The world, including the Jewish world, seems full of people who are convinced that they know everything. They presume to know not only what’s right, but what everyone else should do. The fact is that there will always be infinitely more we don’t know than that which we ever will know. Moshe, the human being who had the closest and most intimate experience of Divine Wisdom was also described as the most humble of men. Of course, he realized his greatness, but also realized that, compared with the Infinite God, he was still merely human.

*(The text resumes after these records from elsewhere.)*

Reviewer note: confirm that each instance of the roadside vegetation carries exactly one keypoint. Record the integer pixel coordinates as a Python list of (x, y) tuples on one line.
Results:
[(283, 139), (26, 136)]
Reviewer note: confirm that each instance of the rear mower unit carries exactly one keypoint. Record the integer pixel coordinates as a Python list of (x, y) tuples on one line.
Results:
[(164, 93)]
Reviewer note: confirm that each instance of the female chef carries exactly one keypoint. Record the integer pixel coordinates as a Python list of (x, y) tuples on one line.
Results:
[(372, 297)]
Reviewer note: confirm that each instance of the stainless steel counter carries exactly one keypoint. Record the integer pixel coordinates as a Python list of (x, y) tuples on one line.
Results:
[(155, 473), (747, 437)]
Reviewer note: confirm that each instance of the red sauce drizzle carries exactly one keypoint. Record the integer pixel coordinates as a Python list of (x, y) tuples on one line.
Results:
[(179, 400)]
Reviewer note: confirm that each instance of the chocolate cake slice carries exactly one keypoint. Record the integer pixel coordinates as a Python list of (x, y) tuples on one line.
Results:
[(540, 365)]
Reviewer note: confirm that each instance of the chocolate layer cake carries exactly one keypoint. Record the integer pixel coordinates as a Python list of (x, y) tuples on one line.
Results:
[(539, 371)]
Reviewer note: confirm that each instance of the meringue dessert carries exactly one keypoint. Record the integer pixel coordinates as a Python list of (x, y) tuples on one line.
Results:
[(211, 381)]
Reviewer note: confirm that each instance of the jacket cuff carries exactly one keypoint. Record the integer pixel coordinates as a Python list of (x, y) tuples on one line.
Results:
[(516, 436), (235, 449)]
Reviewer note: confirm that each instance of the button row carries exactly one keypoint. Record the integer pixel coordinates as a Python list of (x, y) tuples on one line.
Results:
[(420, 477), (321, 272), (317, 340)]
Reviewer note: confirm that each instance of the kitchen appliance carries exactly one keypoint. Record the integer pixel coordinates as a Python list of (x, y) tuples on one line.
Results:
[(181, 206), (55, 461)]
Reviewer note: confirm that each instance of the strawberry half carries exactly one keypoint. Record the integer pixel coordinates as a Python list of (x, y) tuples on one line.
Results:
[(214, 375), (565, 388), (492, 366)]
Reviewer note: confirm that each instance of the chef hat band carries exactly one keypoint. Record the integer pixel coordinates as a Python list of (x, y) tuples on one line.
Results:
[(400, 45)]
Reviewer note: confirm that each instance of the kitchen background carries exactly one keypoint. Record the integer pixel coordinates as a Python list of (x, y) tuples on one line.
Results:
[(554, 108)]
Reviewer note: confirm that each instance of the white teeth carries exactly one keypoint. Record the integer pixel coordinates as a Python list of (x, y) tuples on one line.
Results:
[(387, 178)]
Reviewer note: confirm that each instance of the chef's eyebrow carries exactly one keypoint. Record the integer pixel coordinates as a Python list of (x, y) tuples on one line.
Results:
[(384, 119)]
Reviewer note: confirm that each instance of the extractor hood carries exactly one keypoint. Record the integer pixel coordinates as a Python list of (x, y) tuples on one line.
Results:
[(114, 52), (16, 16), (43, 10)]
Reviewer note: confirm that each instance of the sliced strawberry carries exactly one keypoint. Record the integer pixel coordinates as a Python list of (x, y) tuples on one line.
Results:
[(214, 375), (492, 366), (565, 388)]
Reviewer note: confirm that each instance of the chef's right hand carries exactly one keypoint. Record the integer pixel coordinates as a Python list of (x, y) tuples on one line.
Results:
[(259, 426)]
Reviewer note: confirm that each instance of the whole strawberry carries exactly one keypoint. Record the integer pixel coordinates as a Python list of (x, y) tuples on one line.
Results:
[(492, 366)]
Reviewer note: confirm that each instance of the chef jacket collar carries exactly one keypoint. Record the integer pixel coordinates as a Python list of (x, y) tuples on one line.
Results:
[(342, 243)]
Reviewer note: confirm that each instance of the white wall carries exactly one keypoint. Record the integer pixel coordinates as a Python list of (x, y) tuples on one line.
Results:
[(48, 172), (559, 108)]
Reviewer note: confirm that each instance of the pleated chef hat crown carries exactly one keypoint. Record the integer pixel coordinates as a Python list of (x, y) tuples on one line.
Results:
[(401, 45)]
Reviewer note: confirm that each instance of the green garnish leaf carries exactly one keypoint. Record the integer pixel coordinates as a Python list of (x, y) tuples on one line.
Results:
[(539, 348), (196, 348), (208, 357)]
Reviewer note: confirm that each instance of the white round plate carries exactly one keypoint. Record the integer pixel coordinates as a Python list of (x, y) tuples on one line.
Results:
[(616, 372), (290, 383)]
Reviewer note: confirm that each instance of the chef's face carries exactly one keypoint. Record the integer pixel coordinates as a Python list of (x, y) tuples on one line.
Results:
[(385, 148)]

Rabbi Twerski zt”l, in Parashat Bereishit, explains the verse, “And God created man in His image” by saying, “The central point of צלם אלוקים, Tzelem Elokim, in the Image of God, is not that man should look at himself and from himself deduce what God is, but rather the point is that he should look towards God and know himself. And what do we know about God? That He is a Creator and that He creates not for His benefit, but for the benefit of someone else. And from that we learn the nature of man, which is to create and to create for the benefit of someone else.” (Malchut Shlomo, Rabbi BCZ Twerski zt”l).
Notice that he doesn’t say to look at God and see that he’s omniscient and omnipotent and thus imagine that we’re also omniscient and omnipotent. What he says is that we have the potential to become selfless. And, like Moshe, we also have the potential to become humble, to reign in our ego and our arrogance.